Kara joined the van next with a smile and a ‘I like your socks!’ to Connor. Leo wanted to sit next to her and Markus to talk about Geometry homework though, and Gavin didn’t have to sit next to smelly North, so Connor was unceremoniously shuffled to the back middle seat. A massive Saint Bernard that easily weighed more than Connor joined the mix and took pride of place in the front seat like a slobbering Chewbacca. The air in the car filled with sweat and dog breath and laughter.
They drove on. Hank passed stacks of pizzas into the back seats. Sumo barked along to the radio. Connor felt like the nucleus of an atom, a silent center in the midst of utter chaos. Sometimes he glanced over and thought Markus was smiling at him in one of the rear-view mirrors, but he was probably looking at someone else.
Connor longed to ask him if any of this was even real.
The van drove between a pair of well-loved basketball hoops that flanked the driveway, and disgorged its contents onto an undeserving four-bedroom bungalow corner lot that had seen better days. The overgrown lawn had been seeded with wildflowers that stood out bright against the old gray shingles and blue front door. There was a rusty broken refrigerator on the front porch and—oh, no, Markus illustrated it was actually in use, full of bulk groceries. Markus took out a couple of Otter Pops, tore them open with his teeth, and offered the blue one to Connor while he took the red. Connor wondered if any of this was a food safe; his nine housemates clearly did not.
Everyone shared a room, including Hank because Sumo hogged space more than any teen possibly could: they were in the smaller of the two downstairs bedrooms, closest to the back door and the kitchen to let Sumo out and so Hank could make coffee in the morning. Gavin and Cole had the larger room, and the girls shared the master. That left Connor and Ralph upstairs and to the right (a room, Leo told him, both coveted and reviled due to its proximity to the shared bathroom), and Markus and Leo frantically carrying boxes up a tiny staircase to a slant-roofed attic straight out of a Victorian novel.
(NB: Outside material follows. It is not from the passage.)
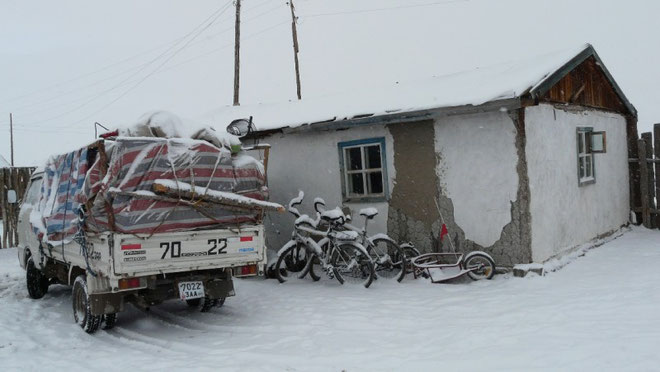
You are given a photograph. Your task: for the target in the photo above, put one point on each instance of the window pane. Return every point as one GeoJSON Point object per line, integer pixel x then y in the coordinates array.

Connor barely got a look at it before Markus was shooing him out, face red and Leo laughing at him.
There was a lot of yelling and thundering up and down the attic stairs. Repeated thumps as Markus presumably hit his head on the low ceiling, loud shouts as Leo looked for tape to designate neutral zones on the floor. Kara and North got into an argument with Gavin that, yes, girls needed the only bedroom with an en-suite bathroom more than boys (an argument Gavin had no chance of winning without Cole as backup). Sumo, and presumably Ralph, hid from the commotion.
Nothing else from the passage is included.